Publication Number: 21.6105

Saori Miwa, the Jikei University School of Medicine, Minato-ku, Tokyo, Japan; Eri Imagawa, The Jikei University School of Medicine, Tokyo, Tokyo, Japan; Daishi Hirano, The Jikei university school of medicine, Ohta-ku, Tokyo, Japan; Kimihiko Oishi, The Jikei University School of Medicine, Tokyo, Tokyo, Japan

Background: Since the kidneys have high energy demands, they are susceptible to renal complications due to mitochondrial dysfunctions such as Coenzyme Q10 (CoQ10) biosynthesis defects. Particularly, metabolic defects in autosomal recessive genes associated with CoQ10 biosynthesis, including PDSS2, COQ2, COQ6, and COQ8B, can cause steroid-resistant nephrotic syndrome (SRNS) , which histopathologically manifests as focal segmental glomerular sclerosis. Oral CoQ10 supplementation can ameliorate renal disease progression, highlighting the importance of precise genetic diagnosis for optimizing renal prognosis. Understanding the underlying genetic etiology, including estimated carrier and disease frequencies, is beneficial to facilitate a better diagnosis.

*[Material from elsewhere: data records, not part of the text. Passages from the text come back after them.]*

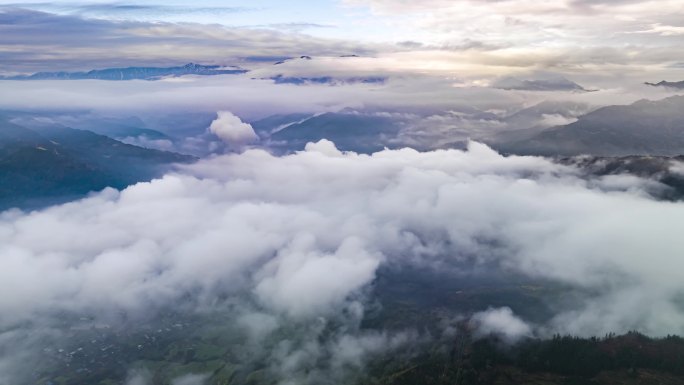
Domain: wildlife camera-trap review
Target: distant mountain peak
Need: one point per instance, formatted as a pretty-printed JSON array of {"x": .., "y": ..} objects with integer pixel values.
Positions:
[
  {"x": 558, "y": 83},
  {"x": 664, "y": 83},
  {"x": 134, "y": 73}
]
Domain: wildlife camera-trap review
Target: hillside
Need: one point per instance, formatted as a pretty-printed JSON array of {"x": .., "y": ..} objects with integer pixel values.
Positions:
[
  {"x": 54, "y": 164},
  {"x": 643, "y": 128}
]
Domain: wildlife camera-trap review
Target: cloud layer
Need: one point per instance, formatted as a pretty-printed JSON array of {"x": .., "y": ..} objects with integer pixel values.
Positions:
[{"x": 297, "y": 240}]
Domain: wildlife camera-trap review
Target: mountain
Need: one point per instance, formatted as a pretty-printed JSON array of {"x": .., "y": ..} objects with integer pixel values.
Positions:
[
  {"x": 329, "y": 80},
  {"x": 552, "y": 84},
  {"x": 349, "y": 132},
  {"x": 131, "y": 73},
  {"x": 55, "y": 164},
  {"x": 679, "y": 85},
  {"x": 667, "y": 171},
  {"x": 643, "y": 128}
]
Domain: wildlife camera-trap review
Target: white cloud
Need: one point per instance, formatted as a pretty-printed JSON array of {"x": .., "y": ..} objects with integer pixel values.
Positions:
[
  {"x": 233, "y": 131},
  {"x": 298, "y": 239},
  {"x": 501, "y": 322}
]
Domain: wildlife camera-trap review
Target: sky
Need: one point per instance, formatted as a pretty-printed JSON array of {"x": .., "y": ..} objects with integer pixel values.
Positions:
[
  {"x": 609, "y": 38},
  {"x": 299, "y": 239}
]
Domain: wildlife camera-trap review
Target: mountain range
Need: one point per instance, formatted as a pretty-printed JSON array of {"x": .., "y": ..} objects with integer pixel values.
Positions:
[
  {"x": 133, "y": 73},
  {"x": 54, "y": 164},
  {"x": 642, "y": 128}
]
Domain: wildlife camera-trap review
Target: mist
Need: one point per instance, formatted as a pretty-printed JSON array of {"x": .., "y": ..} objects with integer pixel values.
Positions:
[{"x": 297, "y": 242}]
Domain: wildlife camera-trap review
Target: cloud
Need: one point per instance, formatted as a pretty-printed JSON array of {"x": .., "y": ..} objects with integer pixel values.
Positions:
[
  {"x": 298, "y": 240},
  {"x": 233, "y": 131},
  {"x": 501, "y": 322},
  {"x": 35, "y": 41}
]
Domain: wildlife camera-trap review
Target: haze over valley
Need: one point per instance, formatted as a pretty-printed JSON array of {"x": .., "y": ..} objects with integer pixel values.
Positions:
[{"x": 341, "y": 192}]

Objective: To characterize the carrier and disease frequencies of autosomal recessive CoQ10 biosynthesis defects commonly associated with renal manifestations among the Japanese population.

Design/Methods: We analyzed the allele frequencies (AF) of highly pathogenic variants associated with CoQ10 biosynthesis defects using the Japanese Multi-Omics Reference Panel 60KJPN. Counted variants included (1) disease-causing variants previously reported in cases of CoQ10 biosynthesis defects with renal symptoms listed in the Human Gene Mutation Database Professional 2024.3 and (2) presumed null variants. We analyzed four nuclear genes, PDSS2, COQ2, COQ6, and COQ8B, known to cause CoQ10 deficiency-associated glomerulonephropathy. Carrier and disease frequencies were calculated based on the Hardy-Weinberg equilibrium.

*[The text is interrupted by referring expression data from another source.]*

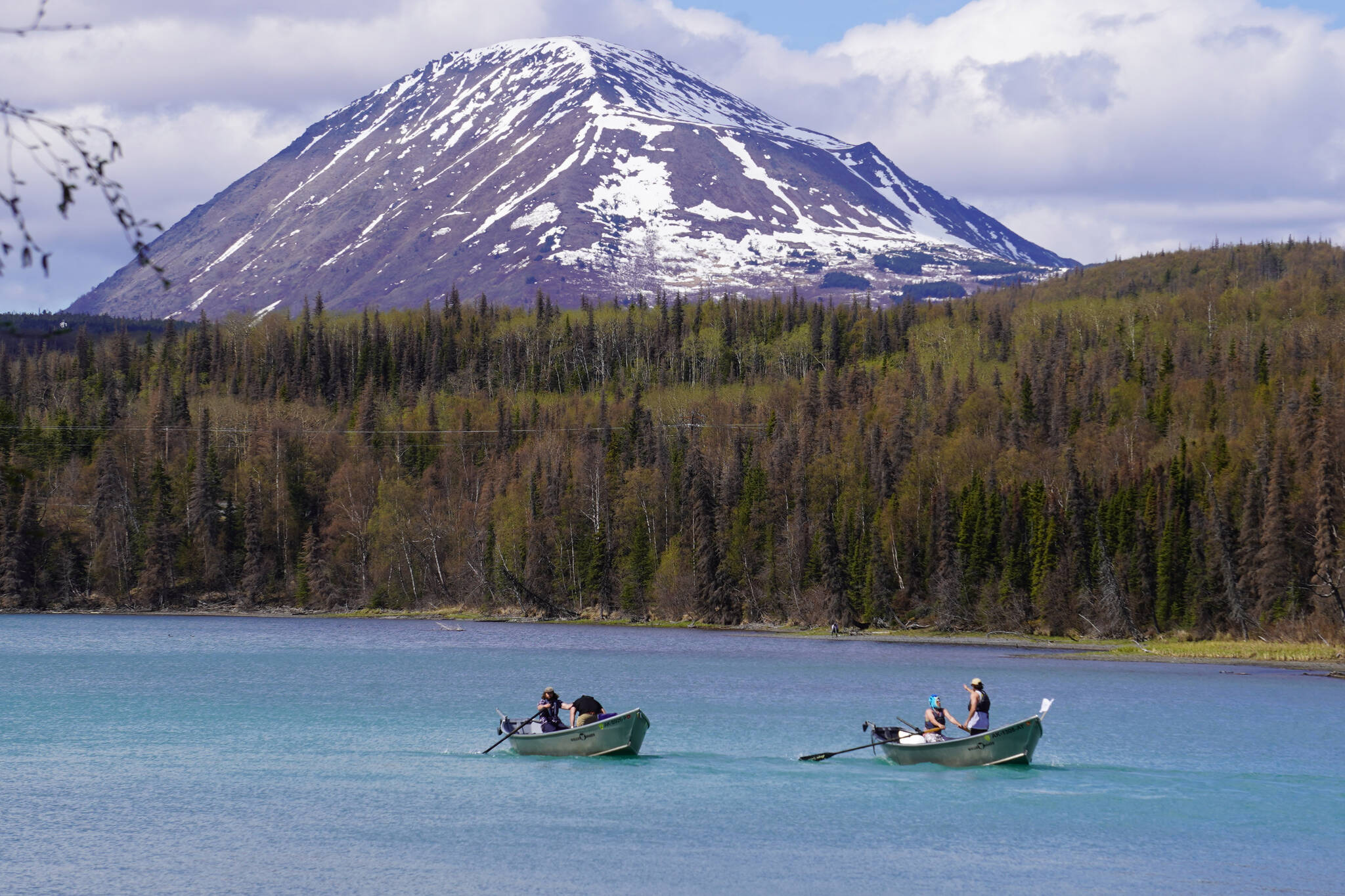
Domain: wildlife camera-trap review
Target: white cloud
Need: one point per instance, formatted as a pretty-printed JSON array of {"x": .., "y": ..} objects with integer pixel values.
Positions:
[{"x": 1093, "y": 127}]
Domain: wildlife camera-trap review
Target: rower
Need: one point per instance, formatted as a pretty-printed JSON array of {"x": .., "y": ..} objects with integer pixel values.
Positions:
[
  {"x": 586, "y": 708},
  {"x": 978, "y": 708},
  {"x": 550, "y": 708},
  {"x": 935, "y": 720}
]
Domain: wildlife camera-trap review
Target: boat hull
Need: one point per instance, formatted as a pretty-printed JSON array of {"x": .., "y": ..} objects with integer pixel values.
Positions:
[
  {"x": 619, "y": 735},
  {"x": 1009, "y": 746}
]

Results: The estimated carrier frequencies of pathogenic variants showed notable gene-specific variability, with COQ8B exhibiting the highest frequency of 1 in 435 Japanese individuals and PDSS2 the lowest of 1 in 8,772, following the order COQ8B > COQ2 > COQ6 > PDSS2. The overall combined carrier frequency across the genes was estimated at 1 in 203, translating to a disease frequency of 1 in 439,786 for any type of the four diseases in the Japanese population. Additionally, we identified a probable founder variant, p.Ser246Asn, in COQ8B, with a carrier frequency of 1 in 723, which has been reported in other East Asian populations, suggesting a founder effect.

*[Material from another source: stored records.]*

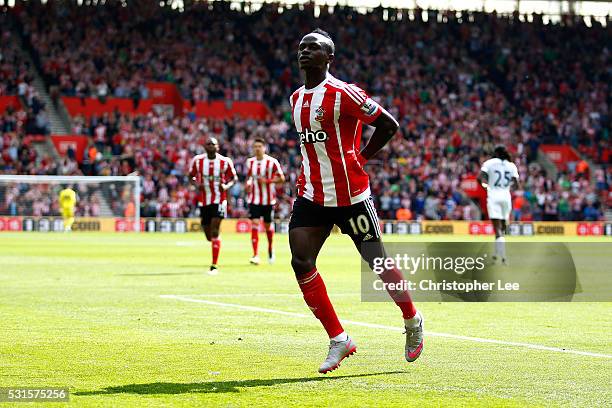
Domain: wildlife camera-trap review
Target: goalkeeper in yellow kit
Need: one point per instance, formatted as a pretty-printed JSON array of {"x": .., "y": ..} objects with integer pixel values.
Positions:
[{"x": 67, "y": 202}]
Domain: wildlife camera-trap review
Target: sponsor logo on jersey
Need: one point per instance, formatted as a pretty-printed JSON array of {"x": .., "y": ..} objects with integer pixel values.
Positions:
[
  {"x": 319, "y": 114},
  {"x": 311, "y": 136}
]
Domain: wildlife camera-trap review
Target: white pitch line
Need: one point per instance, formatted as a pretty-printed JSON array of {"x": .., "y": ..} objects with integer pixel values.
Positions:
[
  {"x": 380, "y": 326},
  {"x": 249, "y": 295}
]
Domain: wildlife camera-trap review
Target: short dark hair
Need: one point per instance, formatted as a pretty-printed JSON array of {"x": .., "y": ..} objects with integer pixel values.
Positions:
[
  {"x": 324, "y": 33},
  {"x": 501, "y": 152}
]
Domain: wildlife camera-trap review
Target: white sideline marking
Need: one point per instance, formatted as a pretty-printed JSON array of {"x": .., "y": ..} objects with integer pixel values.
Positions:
[
  {"x": 186, "y": 243},
  {"x": 380, "y": 326},
  {"x": 249, "y": 295}
]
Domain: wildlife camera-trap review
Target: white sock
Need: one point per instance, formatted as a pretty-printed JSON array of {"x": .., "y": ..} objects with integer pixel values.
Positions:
[
  {"x": 500, "y": 247},
  {"x": 341, "y": 337},
  {"x": 414, "y": 321}
]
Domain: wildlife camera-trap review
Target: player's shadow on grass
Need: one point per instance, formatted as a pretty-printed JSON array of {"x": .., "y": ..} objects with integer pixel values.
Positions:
[{"x": 215, "y": 386}]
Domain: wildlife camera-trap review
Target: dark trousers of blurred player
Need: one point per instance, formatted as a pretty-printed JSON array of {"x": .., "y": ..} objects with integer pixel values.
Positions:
[
  {"x": 210, "y": 218},
  {"x": 257, "y": 213}
]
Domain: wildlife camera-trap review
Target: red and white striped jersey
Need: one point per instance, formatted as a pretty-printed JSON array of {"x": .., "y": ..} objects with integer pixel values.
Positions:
[
  {"x": 259, "y": 171},
  {"x": 210, "y": 174},
  {"x": 328, "y": 120}
]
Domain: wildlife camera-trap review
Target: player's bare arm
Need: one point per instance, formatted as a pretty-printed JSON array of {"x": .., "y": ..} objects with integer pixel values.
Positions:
[{"x": 483, "y": 179}]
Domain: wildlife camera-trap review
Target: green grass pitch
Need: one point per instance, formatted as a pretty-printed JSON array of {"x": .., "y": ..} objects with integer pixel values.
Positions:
[{"x": 86, "y": 311}]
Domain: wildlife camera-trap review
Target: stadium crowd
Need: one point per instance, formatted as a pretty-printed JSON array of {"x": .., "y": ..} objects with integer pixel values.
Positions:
[{"x": 457, "y": 88}]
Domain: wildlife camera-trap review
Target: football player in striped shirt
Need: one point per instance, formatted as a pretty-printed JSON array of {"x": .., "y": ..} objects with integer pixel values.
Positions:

Conclusion(s): Our findings suggest that a subset of patients with SRNS due to CoQ10 deficiency exists, particularly with a higher prevalence of the COQ8B founder variant in Japan. Given the limited number of reported cases, many patients may remain undiagnosed. Since these CoQ10 biosynthesis defects are often treatable, it is essential to establish infrastructure for accurate diagnosis through appropriate testing.